Hey everybody!! I'm so happy to have stumbled across this site, for it has been so helpful! I'm a 29 years old, will be turning 30 on Saturday! So this is my birthday gift to myself! Heck of a 30th birthday present huh? I have 3 children ranging in age from 3 to 10. I've wanted for so long to have this surgery, and I've been unhappy with my breasts since I was a teen. Asymmetry has always been an issue, but got worse after I had my children. I have always been a B cup, but now I can barely fill a B. 5 years ago I was driving to a consultation with a local surgeon, and wrecked my car on the way, so I took that as a sign!! Divine intervention, maybe? I don't know.
Anyway, I went to my first official consult yesterday and I knew as soon as I met the nurses and the doctor that he was the doctor for me. I tried on different sizes of implants, and also did the 4D imaging which was cool. We decided to go with 485cc in my left breast and 435 in my right with a lift on the right and also an areola reduction, so he will be putting the implants through my nipples. I'm thinking when it's all said and done, I'll be a full C small D. I really hope they're not too big! I'm a highly anxious person, so honestly, I never thought I would have the guts to do this!! But I finally decided, I'm so tired of feeling insecure about my breasts!!
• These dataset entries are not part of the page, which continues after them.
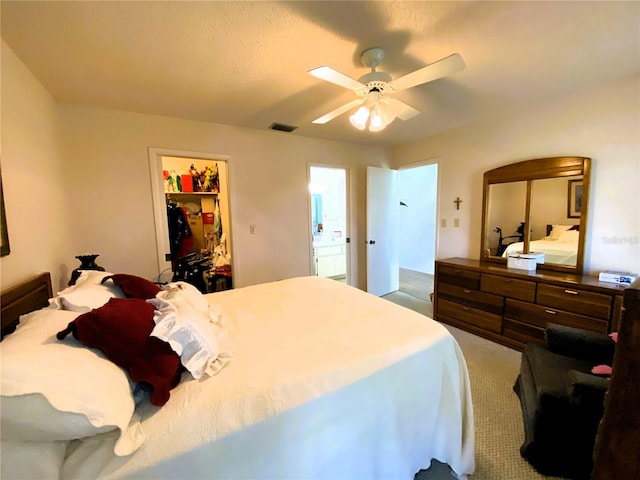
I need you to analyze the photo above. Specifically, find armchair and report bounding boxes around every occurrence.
[513,324,615,479]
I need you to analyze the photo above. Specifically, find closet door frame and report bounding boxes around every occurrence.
[148,147,235,281]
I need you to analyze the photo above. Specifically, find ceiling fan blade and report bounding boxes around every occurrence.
[388,53,466,92]
[383,97,420,120]
[308,67,366,93]
[312,98,364,125]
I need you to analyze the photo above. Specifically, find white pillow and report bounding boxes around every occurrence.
[49,270,124,313]
[147,282,230,379]
[0,308,144,455]
[549,224,573,240]
[0,438,69,480]
[558,230,580,243]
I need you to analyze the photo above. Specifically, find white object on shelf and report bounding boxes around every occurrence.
[507,252,544,271]
[598,272,638,285]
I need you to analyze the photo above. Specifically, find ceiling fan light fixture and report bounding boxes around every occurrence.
[349,105,371,130]
[349,92,395,132]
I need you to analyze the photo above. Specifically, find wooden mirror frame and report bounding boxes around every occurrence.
[480,157,591,274]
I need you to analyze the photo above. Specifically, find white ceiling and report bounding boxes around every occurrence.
[0,0,640,146]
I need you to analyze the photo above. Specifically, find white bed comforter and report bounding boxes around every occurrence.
[61,277,474,479]
[502,240,578,265]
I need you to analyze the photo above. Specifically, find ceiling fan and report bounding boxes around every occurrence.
[308,47,465,132]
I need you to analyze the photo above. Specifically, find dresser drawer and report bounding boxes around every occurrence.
[438,283,504,315]
[438,299,502,333]
[480,273,536,302]
[502,318,545,344]
[536,285,611,320]
[438,265,480,290]
[504,298,608,333]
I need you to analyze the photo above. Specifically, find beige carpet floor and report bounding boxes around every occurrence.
[383,270,556,480]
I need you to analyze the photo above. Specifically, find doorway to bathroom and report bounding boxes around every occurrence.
[309,166,350,284]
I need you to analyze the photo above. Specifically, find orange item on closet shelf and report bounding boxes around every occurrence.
[180,175,193,192]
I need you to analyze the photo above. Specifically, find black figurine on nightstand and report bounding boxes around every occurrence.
[69,254,105,286]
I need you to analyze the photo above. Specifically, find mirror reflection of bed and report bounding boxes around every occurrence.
[480,157,591,273]
[502,224,580,265]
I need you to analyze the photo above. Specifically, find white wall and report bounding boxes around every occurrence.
[393,75,640,273]
[0,41,74,289]
[0,43,390,289]
[52,106,389,286]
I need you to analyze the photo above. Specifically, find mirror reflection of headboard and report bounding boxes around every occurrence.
[480,157,591,274]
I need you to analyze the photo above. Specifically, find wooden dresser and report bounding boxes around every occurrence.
[433,258,624,350]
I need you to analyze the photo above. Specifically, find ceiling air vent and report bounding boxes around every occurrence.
[269,123,298,132]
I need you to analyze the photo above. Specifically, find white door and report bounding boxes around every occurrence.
[366,167,400,296]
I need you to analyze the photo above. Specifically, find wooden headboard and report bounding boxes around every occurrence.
[0,272,53,338]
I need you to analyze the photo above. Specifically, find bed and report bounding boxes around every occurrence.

My boyfriend took me to the consult. He has been so supportive in my decisions. I went in to the consult expecting to schedule the surgery for some time in September, but it is NEXT THURSDAY!! It all happened so fast! I even had pre-op yesterday following my consult! I don't think it has sank in yet that I will have boobs next week!! I'm going through so many emotions right now. I'm extremely worried, and I'm not even sure what I'm so worried about. Does anyone else have these nerves? I've read the horror stories, but I'm trying to keep my eyes on the prize, and doing a lot of praying in the mean time! I'll post pics a little later.